Une glaçure transparente est ensuite déposée sur toute la surface, souvent par trempage ou arrosage. Elle se compose de silice, d’oxydes fondants (plomb, étain, alcalins) et parfois d’un peu d’argile blanche. En séchant, elle forme un voile poudreux qui enveloppe le décor et le prépare à la cuisson finale.


La cuisson et la fusion des couches

La seconde cuisson, à température comparable à la première, provoque la fusion de la glaçure : elle devient vitreuse et parfaitement transparente. Le bleu de cobalt, légèrement soluble, se diffuse dans cette matière fondue, créant le contour adouci et la légère « bavure » caractéristiques des faïences anciennes. Ce phénomène donne aux pièces leur charme et leur profondeur de ton.


Le résultat final

Au refroidissement, la glaçure se solidifie en un film lisse et brillant. Le décor est alors enfermé sous la couverte, protégé de l’usure et de l’humidité. Le bleu conserve ainsi tout son éclat au fil des décennies.


Un savoir-faire collectif

Ce procédé nécessitait une étroite collaboration entre artisans : tourneur, décorateur, glazeur et cuiseur.

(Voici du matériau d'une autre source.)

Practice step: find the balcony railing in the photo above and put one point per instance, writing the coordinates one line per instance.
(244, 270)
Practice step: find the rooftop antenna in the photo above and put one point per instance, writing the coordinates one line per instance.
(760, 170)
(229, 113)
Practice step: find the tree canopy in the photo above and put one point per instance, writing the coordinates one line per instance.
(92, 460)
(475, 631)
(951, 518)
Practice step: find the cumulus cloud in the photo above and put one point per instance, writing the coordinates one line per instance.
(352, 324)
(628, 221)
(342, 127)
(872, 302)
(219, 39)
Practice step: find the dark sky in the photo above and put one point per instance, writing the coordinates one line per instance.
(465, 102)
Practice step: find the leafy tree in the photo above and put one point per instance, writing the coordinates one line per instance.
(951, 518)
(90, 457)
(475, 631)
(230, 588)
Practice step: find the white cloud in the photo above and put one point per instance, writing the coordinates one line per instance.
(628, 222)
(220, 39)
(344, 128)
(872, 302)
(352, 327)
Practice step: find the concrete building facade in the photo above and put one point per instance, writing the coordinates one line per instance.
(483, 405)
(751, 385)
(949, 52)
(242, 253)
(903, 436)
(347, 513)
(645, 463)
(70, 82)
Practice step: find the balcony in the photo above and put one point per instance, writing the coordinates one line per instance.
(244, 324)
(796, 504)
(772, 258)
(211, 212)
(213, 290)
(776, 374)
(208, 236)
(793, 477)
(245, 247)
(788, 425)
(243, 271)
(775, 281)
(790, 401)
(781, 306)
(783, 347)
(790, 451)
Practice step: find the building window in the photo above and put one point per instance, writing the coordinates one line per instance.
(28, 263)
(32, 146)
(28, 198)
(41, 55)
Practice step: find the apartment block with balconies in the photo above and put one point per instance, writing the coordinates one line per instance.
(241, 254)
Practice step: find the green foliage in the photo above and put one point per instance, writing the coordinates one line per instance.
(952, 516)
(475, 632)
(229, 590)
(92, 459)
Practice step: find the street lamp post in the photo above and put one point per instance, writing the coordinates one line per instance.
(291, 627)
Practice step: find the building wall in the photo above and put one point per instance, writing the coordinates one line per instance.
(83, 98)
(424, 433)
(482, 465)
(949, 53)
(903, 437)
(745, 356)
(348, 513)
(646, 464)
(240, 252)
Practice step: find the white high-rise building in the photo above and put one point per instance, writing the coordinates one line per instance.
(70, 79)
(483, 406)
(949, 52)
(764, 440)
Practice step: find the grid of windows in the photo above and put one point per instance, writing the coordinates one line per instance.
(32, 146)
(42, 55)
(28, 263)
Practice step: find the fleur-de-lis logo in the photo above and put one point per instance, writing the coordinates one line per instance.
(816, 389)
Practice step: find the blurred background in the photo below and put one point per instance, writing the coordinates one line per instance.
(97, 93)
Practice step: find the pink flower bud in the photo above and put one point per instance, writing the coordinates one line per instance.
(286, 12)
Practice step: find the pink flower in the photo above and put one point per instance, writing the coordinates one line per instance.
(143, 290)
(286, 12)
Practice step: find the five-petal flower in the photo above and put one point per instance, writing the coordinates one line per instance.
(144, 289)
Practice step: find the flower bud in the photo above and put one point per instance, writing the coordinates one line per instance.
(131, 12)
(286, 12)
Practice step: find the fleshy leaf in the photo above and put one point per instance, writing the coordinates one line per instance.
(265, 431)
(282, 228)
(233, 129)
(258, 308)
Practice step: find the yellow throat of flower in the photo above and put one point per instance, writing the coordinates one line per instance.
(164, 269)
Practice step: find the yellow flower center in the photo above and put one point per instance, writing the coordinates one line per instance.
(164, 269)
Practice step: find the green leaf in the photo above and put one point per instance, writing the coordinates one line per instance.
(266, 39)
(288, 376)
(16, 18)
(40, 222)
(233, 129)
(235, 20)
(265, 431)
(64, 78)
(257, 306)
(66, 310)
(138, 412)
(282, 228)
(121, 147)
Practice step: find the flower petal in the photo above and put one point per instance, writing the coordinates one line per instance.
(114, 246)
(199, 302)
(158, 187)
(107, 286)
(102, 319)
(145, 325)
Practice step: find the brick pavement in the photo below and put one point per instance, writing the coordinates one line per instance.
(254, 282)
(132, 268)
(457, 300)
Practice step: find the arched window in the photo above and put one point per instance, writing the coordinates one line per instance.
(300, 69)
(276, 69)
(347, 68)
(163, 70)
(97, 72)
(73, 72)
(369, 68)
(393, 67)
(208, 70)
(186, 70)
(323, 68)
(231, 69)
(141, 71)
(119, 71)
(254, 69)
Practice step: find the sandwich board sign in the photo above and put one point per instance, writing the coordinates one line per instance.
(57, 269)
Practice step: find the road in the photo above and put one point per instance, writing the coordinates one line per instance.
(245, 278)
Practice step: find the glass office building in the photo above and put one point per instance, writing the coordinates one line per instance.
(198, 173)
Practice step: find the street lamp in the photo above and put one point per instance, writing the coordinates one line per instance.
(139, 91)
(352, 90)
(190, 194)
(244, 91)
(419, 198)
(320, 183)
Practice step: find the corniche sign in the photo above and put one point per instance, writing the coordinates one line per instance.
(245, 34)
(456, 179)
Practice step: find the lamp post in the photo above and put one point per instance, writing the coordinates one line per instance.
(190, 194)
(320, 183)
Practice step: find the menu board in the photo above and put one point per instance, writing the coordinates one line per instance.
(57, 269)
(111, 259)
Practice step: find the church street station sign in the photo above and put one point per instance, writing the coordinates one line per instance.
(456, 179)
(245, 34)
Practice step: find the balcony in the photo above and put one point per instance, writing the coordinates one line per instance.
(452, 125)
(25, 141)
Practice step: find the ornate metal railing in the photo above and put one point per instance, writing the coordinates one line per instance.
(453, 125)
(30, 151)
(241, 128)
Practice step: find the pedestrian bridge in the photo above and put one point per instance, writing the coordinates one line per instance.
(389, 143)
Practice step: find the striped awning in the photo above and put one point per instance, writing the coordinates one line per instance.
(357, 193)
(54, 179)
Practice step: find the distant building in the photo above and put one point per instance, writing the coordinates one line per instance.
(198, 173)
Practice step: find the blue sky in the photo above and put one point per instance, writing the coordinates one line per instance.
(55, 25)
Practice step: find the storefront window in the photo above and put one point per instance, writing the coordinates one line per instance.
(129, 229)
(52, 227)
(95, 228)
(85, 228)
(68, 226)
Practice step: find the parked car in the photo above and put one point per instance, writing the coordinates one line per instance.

Chacun devait adapter son geste à la composition de la pâte, à la qualité des pigments et au comportement du four. La moindre variation de température ou d’épaisseur de glaçure pouvait modifier la teinte, troubler la transparence ou provoquer des éclats.

Ainsi, le décor sous couverte est le résultat d’un équilibre subtil entre technique et sensibilité artistique. Il unit la rigueur du travail d’atelier à la part d’imprévisible de la cuisson, donnant à chaque faïence ancienne son caractère unique.